Les mêmes remarques s’appliquent en vertu de la même méthode à d’autres révolutions (en 1791-92, le conflit des Girondins et des Jacobins sur la question de la guerre étrangère) et à d’autres guerres (la querelle des pacifistes et des interventionnistes, en France, entre 1934 et 1938 ; celle du « glaive » de Gaulle et du « bouclier » Pétain, en France aussi, de juin 1940 à novembre 1942). Autrement dit, la Grande Guerre n’est pas tant à dire « grande » parce qu’elle fut longue, atroce et internationale (comme la guerre du Péloponnèse et la guerre de Cent Ans) que pour une raison bien plus essentielle : en elle, l’interaction de la guerre et de la révolution devint palpable, tangible, concrète, pour les hommes de ce temps-là, et ils tentèrent de peser sur elle, chacun selon sa position, sa situation et ses objectifs, les uns dans le langage, lui aussi oxymore, du « défaitisme révolutionnaire » (cas des bolcheviks faisant alliance avec leur adversaire idéologique, les junker prussiens), d’autres dans le langage de l’intérêt impérial bien compris (cas de l’état-major français guerroyant en Pologne contre l’Armée rouge).

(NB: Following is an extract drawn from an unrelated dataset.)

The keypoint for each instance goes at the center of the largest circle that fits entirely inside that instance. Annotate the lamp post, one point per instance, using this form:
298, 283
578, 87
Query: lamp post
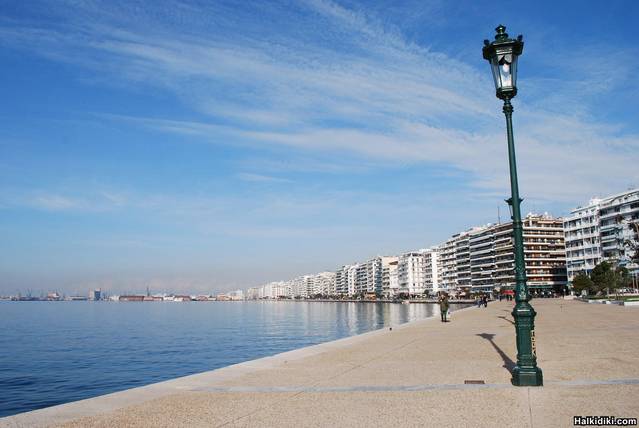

« Grande », la Grande Guerre l’est de manière en effet inconcevable, et dès avant août 1914, si l’on se souvient que l’interaction ici évoquée de la guerre et de la révolution, non seulement comptait pour beaucoup dans le champ de conscience de chacun des adversaires, mais aussi qu’elle n’était ni de gauche ni de droite, ni europhobe ni occidentale, ni nationale ni cosmopolite – et partout également explosive : les bolcheviks s’en réclament comme du levier même de la guerre (révolutionnaire) à la guerre (impérialiste), mais leurs adversaires aussi (l’idée de présenter les « idées de 1914 » comme la perspective d’une revanche à prendre contre les « idées de 1789 » revient à deux écrivains du pangermanisme, Hermann Plenge, allemand, et Rudolf Kjellen, suédois). La Grande Guerre aura ainsi rendu visible le phénomène qui doit désarmer le plus durablement le rationalisme spontané (et borné) de toute intelligence superficielle : la même formule – « interaction de la guerre et de la révolution » – aura servi en même temps à tous les antagonistes (à gauche et à droite ; à l’Ouest et à l’Est). Tous auront espéré maîtriser cette interaction, tous voulurent dicter contre tous les conditions de son maniement.

Comme on voit, toute guerre en cache une autre, et de la Grande Guerre on dira à bon droit qu’elle s’y emploie mieux que toute autre. En elle, guerre et révolution entrent en collision (événement, épisode) et en collusion (connivence, répétition). Continue et discontinue, leur interaction prolongée les mena à leur coma : à leur inaction, à la déconnexion des fins et des moyens, à l’idéologie démente (totalitaire) et à la stratégie inerte (froide).